Perception is often more powerful than fact. The perception of the union as protector of “bad teachers” is a hard one to kill. Let’s try to kill it anyway. Tenure laws were put in place long before there were any viable teachers unions. Tenure does not mean a lifetime job for the teacher, it only guarantees due process. It is the union’s job to ensure that an employee gets due process. Having worked on both sides of the educational fence, as union leader and school district administrator, I know that the very few “bad teachers” who do persist in our schools are there due to lax administration and not union protection.

As far as resistance to change, like any large organization, teacher unions tend to like the status quo. But when teacher unions fight against so-called reform laws like No Child Left Behind or Race to the Top, are they resisting change or recognizing that an extreme test based accountability system will fail as a way to improve student learning?

When the union opposes a teacher accountability system based on demonstrably flawed statistical methods, are they resistant to change or protecting their members from spurious evaluations and protecting the public from the cost of the lawsuits that are bound to follow?

When the union opposes charter proliferation and vouchers is it because they want to maintain the status quo or because they recognize that charters and vouchers steal money from the already cash strapped public schools while failing to provide any improvement in student learning and being rife with fraud and waste?

Indeed, our teachers’ unions have made missteps. Stung by the criticisms of the last three decades, the union leadership has tried to work with the reformers on such initiatives as the Common Core State Standards. 

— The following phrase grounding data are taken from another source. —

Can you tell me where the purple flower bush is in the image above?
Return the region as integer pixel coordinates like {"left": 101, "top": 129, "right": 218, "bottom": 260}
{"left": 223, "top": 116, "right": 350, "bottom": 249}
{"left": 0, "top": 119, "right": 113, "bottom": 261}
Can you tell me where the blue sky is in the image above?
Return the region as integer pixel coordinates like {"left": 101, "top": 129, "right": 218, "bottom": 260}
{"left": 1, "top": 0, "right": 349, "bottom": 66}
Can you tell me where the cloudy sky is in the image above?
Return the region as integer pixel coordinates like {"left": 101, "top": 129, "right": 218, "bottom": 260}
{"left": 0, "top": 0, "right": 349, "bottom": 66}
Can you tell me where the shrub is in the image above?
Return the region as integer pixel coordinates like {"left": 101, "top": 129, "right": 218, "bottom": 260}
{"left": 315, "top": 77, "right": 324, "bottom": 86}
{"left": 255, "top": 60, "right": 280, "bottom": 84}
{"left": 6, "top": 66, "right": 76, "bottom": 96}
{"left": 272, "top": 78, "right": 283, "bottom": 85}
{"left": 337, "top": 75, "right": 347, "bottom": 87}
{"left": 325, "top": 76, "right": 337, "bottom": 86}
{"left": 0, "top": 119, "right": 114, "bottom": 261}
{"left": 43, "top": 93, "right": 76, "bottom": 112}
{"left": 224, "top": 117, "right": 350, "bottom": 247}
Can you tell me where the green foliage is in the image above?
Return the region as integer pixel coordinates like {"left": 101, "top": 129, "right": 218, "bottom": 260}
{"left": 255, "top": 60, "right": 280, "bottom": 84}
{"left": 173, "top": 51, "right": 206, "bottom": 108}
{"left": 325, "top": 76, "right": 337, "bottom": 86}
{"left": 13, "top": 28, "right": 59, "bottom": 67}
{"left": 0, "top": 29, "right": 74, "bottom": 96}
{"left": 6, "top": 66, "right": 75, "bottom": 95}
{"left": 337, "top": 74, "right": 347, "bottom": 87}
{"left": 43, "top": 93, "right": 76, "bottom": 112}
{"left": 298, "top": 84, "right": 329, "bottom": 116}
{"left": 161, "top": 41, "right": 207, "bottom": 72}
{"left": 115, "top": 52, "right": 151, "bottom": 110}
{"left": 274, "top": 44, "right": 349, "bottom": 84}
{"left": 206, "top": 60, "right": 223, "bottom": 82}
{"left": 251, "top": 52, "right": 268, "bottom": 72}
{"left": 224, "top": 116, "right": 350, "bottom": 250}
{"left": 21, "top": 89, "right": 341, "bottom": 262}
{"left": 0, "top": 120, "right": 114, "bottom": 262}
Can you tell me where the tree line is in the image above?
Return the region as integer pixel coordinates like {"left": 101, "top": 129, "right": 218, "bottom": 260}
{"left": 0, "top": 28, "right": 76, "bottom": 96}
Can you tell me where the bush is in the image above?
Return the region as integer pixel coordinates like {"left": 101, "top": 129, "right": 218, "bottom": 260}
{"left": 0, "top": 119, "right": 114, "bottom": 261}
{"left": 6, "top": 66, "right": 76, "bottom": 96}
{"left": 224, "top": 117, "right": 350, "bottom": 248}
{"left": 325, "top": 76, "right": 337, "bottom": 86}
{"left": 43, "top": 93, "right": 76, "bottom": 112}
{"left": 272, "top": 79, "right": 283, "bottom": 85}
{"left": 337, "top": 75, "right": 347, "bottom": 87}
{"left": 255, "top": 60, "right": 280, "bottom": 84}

The error here is clear. Whatever the merits of the Common Core, and there are some, the Common Core fails the sniff test that every veteran teacher uses on a new initiative: “What classroom teachers were involved in the production of these standards?” We know the answer to this question was few, if any. Hence the Common Core with all of the Gates funded marketing behind it was doomed to failure one way or the other.

Moving forward, I would like to see our teachers’ unions focus on the role of the teaching professionals in developing a viable evaluation method that allows teachers to police their own profession. Unions, partnering with administration can create an evaluation system that is effective and fair. It has been done in places like Montgomery County, Maryland and Toledo, Ohio.

I would like to see our teachers’ unions fighting for equity. This is a traditional role of unions and never has it been more important to fill this role than now. Inequity is rampant in this country and it is financial inequity that is the prime reason for our educational failures. It is not bad teachers or unions that are responsible for our struggling schools,, but the bad economic policies that lead to 25% of our children living under the educationally debilitating effects of poverty.

Finally, I would like to see our unions fighting for the teachers’ voice on educational policy decision making. Our public school system was established to help the country maintain an educated populace well prepared to participate in democracy. Policies that are handed down from the wealthy educational oligarchy cannot and will not perpetuate a democracy. Democratically established teaching and learning standards, developed with the voices of the actual teachers included, have a better chance of survival and impact.

Teachers who truly care about the profession, who truly care about the children, who truly care about the future, must recognize that it is only through concerted, coordinated and united action that we will be able to hold off the wealthy one-percenters who seek to turn public education into a private fiefdom. More than ever we need to continue to build and strengthen our “links on the chain.”